Crypto Pessimism Grows With Bitcoin Falling Back Below $17,000

(Bloomberg) — Bitcoin dropped back below $17,000 and several smaller cryptocurrencies referred to as altcoins posted significantly steeper declines as concern increases that the digital-asset market’s woes are far from over. 

The largest token dropped as much as 3.7% to $16,762 on Friday. Earlier in the week, Bitcoin reached its highest price since Sam Bankman-Fried’s crypto empire filed for bankruptcy last month. On Friday, Ether declined as much as 6.3%, while other altcoins like Avalanche and Solana dropped as well. 

Cryptocurrencies dipped alongside US stocks as the economy weathers the Federal Reserve’s aggressive tightening. The drop reverses a brief relief rally that pared back some of the token’s November losses. Since the start of the year, Bitcoin has declined roughly 65%.

Fairlead Strategies Senior Analyst Will Tamplin said that the token is at risk of re-approaching its November lows. Then, it sank to its lowest price since November 2020.  

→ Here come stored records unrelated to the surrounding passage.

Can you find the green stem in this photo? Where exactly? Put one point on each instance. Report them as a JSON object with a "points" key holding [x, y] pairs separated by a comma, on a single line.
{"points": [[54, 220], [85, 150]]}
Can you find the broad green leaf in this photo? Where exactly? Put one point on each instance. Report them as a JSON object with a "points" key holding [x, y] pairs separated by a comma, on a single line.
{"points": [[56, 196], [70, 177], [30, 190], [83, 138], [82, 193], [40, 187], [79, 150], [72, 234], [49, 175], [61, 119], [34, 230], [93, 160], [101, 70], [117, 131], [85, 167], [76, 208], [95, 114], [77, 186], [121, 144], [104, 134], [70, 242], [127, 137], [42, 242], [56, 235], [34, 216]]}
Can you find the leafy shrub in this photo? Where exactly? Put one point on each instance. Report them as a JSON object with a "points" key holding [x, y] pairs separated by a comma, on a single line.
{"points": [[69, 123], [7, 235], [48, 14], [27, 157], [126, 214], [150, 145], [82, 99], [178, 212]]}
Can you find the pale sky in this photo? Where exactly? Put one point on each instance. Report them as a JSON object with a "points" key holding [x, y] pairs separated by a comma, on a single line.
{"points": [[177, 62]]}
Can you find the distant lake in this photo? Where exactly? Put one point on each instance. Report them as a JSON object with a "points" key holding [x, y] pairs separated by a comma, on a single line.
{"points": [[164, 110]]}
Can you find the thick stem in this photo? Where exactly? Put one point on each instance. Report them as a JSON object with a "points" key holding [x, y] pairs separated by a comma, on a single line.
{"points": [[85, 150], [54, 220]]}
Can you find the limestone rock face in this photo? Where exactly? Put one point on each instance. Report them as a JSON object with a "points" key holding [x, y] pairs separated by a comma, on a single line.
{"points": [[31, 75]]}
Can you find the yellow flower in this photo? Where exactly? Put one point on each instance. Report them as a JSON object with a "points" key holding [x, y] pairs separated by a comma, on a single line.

Noelle Acheson, author of the of the “Crypto is Macro Now” newsletter, wrote that investors remain skittish about the fates of other crypto-related companies, including Binance Holdings Ltd. and Digital Currency Group, parent company of troubled crypto broker Genesis. Binance’s BNB token was down 6.3% on Friday, and has slumped about 50% in the past year.

“There may be some ugly contagion news yet to drop,” Acheson wrote. “But most investors who were going to sell have done so.”

Shares of companies tied to the digital-asset world continued to be under pressure. Coinbase Global Inc., fell as much as 9% to $34.71, another all-time low. The shares of the biggest US crypto exchange have tumbled 85%. Bitcoin miners Marathon Digital fell almost 85, while Riot Blockchain dropped 6%. They’re down 88% and 83%, respectively, since last December.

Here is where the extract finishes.